Impacts on the boycotted companies 

The impact on targeted companies is currently unclear due to a scarcity of information on the change in revenue or sales. 

The drop in Starbucks’ share price in December prompted some excitement from protesters — but it is not clear whether the boycotts are the primary driver of this. 

Scotiabank’s stock price has gradually increased since protesters’ clashes with the police in November, thus demonstrating its business resilience. In light of the protests at its event and property, it has requested one advocacy group, Ekō, to end its campaign demanding Scotiabank’s divestment from Elbit Systems, claiming the campaign spread misinformation that caused “confusion and disturbances.” 

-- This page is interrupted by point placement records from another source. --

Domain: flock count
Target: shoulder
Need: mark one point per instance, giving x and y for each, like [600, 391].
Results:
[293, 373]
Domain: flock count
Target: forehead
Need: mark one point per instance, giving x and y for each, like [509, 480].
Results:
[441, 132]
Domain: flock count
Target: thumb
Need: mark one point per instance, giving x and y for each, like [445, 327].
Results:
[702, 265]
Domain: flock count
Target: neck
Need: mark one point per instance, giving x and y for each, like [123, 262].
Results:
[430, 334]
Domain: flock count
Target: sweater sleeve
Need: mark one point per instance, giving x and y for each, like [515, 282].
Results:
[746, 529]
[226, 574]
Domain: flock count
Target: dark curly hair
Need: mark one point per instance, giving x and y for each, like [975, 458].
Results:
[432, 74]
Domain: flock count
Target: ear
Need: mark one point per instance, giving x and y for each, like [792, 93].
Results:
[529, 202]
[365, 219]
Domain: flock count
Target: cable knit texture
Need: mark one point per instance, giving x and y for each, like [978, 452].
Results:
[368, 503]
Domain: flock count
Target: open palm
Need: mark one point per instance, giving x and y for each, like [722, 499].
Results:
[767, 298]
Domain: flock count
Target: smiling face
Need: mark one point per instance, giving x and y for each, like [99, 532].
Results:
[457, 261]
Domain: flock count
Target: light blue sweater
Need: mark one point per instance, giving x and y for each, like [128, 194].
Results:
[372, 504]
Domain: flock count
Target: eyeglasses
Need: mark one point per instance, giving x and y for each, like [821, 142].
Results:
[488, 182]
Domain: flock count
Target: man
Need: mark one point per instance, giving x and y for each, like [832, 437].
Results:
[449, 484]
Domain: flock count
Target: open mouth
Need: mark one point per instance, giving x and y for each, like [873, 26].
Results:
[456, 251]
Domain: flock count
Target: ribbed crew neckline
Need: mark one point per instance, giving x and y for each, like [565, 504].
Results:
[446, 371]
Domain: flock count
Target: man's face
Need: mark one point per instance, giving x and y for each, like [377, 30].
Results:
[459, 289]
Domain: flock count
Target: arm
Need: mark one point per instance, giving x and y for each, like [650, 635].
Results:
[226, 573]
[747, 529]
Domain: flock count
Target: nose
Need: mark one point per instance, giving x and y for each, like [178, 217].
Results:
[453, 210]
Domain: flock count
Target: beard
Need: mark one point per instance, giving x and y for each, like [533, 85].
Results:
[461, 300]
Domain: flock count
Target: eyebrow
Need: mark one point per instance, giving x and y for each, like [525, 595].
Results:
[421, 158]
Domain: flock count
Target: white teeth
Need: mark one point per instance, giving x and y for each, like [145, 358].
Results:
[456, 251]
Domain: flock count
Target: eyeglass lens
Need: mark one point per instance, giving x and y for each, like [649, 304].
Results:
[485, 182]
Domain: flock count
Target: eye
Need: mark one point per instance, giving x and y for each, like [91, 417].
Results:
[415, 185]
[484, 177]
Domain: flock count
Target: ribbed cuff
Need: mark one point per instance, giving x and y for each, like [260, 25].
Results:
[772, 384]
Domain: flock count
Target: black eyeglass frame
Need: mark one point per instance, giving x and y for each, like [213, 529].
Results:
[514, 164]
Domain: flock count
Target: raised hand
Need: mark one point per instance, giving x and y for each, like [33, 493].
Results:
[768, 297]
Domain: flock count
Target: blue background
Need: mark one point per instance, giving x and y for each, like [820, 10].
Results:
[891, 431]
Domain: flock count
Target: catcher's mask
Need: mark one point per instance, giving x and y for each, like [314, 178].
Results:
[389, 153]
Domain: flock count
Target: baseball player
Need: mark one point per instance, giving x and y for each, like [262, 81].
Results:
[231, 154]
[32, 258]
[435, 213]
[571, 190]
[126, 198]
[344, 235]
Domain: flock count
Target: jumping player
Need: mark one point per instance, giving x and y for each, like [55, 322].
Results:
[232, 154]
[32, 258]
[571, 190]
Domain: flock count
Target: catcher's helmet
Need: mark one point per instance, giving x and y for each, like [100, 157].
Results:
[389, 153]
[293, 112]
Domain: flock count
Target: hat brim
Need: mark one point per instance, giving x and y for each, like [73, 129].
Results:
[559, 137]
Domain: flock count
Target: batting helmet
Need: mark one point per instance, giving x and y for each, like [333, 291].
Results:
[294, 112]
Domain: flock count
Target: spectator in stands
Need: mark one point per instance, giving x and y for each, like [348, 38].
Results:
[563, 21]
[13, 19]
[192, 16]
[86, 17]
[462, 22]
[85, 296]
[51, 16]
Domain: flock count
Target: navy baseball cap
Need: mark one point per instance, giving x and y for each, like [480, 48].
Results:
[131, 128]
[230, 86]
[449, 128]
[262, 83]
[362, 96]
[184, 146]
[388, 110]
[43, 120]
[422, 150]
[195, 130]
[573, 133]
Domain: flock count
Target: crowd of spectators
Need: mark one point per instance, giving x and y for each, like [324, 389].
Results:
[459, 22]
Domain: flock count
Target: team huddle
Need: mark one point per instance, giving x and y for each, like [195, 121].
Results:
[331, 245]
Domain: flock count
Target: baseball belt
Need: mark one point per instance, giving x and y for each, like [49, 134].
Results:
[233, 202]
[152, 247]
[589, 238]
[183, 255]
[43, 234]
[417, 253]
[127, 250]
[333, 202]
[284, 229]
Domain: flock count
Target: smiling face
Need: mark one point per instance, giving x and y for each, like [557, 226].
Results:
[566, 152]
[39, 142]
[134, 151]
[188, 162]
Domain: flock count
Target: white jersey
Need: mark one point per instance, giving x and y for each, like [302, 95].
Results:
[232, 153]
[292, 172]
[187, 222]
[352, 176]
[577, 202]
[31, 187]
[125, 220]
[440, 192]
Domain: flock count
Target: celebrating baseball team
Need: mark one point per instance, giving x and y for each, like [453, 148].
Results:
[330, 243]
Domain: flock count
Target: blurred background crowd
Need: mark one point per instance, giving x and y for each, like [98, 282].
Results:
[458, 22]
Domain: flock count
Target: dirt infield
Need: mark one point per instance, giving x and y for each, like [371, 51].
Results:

In an email to Ekō, the bank clarified that it was not the biggest shareholder nor the biggest foreign shareholder of Elbit, specifying that Ekō had been counting shares held by individual participants in mutual funds managed by its asset management arm. So far, the movement has only triggered the Canadian lender to work to dispel such allegations, and the bank itself appears to be unaffected by the existing controversy. 

As for Indigo, neither Reisman nor her company responded to the attack on November 10. The windows were cleaned shortly after. Still, when I walked by the Yorkdale branch on Christmas Eve, the store was surprisingly packed with shoppers purchasing ‘last-minute’ gifts, seemingly ignoring the calls for a boycott against Indigo. 

In my opinion, current BDS efforts are not strong enough to alter the public’s preferences and consumption choices; thus, business is unfortunately going on as usual. 

Boycotting works, but give it time 

Previous efforts in the pro-Palestine movement have worked before, though. Ben and Jerry’s stopped selling ice cream in illegal Israeli settlements on Palestinian land after 10 years of campaigning by The Vermonters for Justice in Palestine, while HSBC divested from Elbit Systems merely a year after the campaigners first made calls to boycott the bank. 

It seems that news outlets have lately reduced their coverage of BDS activities. Student-led initiatives are returning, although perhaps less frequently. The only way to regain public attention on these companies’ pro-Israel stance is to continuously organize high-profile activities in a legal and non-violent manner. As the movement only attracted heightened traction recently, time will show us the tangible results yielded by this new wave of boycotts in Canada in the fight for Palestinian rights.